Lots of people think that they know the perfect silver bullet for testing. Some believe that automation is the savior that will reduce testing time to nothing and reduce or eliminate human error. Others believe that in-depth test plans and suites will ensure that no stone is left unturned. Still others believe that only white-box testing will allow the product to advance beyond the Stone Age.
Well, all of those are useful tools, but all are forgetting the most powerful weapon to a test department: a live tester.
True, your automation tests can glide through your product and help ensure nothing has broken, test suites ensure that nothing has been missed in the product and white-box testing helps uncover bugs that would hide for years. But the bugs that you find with these tools cannot compare to the bugs you will find with one intelligent tester just sitting back for 5 minutes and saying, "I wonder what would happen if..."
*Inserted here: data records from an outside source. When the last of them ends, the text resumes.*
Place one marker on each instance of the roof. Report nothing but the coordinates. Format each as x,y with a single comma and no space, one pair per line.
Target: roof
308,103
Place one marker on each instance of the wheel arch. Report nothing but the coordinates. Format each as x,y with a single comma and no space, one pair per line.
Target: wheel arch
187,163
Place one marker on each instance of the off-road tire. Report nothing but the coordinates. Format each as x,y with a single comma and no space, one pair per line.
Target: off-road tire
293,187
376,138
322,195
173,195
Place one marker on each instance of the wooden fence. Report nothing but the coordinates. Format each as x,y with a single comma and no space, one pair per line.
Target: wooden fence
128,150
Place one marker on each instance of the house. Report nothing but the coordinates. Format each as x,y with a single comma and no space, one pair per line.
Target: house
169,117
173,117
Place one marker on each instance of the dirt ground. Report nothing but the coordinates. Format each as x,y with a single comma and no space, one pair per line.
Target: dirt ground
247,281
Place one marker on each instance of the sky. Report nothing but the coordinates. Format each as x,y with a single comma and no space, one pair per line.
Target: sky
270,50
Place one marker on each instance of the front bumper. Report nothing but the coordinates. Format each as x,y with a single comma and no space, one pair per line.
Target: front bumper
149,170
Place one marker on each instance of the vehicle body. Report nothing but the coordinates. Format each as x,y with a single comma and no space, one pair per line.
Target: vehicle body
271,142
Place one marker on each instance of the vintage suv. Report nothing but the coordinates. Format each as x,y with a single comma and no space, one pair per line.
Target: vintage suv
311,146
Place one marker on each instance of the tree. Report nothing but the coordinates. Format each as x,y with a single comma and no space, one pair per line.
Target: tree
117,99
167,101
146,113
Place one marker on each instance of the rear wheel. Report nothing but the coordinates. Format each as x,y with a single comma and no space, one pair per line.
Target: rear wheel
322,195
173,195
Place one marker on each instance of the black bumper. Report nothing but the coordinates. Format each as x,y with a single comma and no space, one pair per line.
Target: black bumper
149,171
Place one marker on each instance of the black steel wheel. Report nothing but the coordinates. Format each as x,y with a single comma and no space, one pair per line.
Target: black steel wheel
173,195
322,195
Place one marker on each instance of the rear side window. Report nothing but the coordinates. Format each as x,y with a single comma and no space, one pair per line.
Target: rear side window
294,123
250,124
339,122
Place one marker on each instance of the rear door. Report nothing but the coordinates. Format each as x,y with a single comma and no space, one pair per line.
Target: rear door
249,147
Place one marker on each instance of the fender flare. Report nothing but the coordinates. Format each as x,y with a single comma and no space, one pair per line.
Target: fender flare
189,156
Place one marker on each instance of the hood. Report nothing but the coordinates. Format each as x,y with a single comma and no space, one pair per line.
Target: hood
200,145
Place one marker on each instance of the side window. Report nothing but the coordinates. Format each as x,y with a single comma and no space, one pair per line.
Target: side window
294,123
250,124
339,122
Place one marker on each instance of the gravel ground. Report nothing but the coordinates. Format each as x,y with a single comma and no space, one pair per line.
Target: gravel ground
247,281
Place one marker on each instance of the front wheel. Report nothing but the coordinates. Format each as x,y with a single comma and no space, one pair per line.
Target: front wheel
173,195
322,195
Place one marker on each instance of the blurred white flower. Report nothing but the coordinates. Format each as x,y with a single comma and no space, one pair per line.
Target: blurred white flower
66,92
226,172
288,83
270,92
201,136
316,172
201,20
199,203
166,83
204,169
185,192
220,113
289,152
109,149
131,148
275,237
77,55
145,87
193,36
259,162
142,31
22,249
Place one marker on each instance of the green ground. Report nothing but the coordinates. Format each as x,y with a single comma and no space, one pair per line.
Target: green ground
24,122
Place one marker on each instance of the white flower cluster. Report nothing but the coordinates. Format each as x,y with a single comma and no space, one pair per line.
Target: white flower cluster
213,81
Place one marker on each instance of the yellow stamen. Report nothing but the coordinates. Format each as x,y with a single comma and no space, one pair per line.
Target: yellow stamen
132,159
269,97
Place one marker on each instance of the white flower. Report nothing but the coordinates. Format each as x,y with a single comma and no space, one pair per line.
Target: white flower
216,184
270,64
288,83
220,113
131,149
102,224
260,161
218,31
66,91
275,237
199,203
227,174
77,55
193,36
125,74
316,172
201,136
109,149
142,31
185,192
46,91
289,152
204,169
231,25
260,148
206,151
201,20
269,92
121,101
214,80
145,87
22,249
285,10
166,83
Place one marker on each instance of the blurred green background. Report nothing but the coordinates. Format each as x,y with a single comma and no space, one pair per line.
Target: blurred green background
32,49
If you don't have at least a small period of ad-hoc or directed ad-hoc testing on your product per day, you're missing all sorts of wonderful bugs. It could be something as simple as a timing based bug. It could be something as major as an issue requiring a complete architectural overhaul.
In video games, ad-hoc is especially important, because we need our testers to be as abusive as regular gamers are going to be. We need to think, "I wonder what would happen if I abused the weapon physics system to get around massive chunks of the level." We need to think, "I wonder what would happen if I shot that grenade the guy tossed at me in mid-air." We need to think, "I wonder what would happen if I drop this unbreakable crate into this tram that has to move to the end of this railway, and orient it in such a way that when the tram moves forward, the crate collides with the ceiling."
In "Halo 2," you could toss a grenade on the ground, bounce yourself high into the air, and land on top of the buildings so you could run past 30% of the level. The other two are things that came from our ad-hoc testing on "SiN: Episodes."
Fact of the matter is that tools are merely that...tools. And the end result of using a tool is only as good as the craftsman using the tool.
Let your testers ad-hoc. It refines their skills so when they do more automation testing, they write deeper tests. It hones their instincts so when they run their test suites, they instinctively test into the holes in those suites. It sharpens their intellect so when they do white-box testing, they do more mental checks for invalid inputs while walking through the source.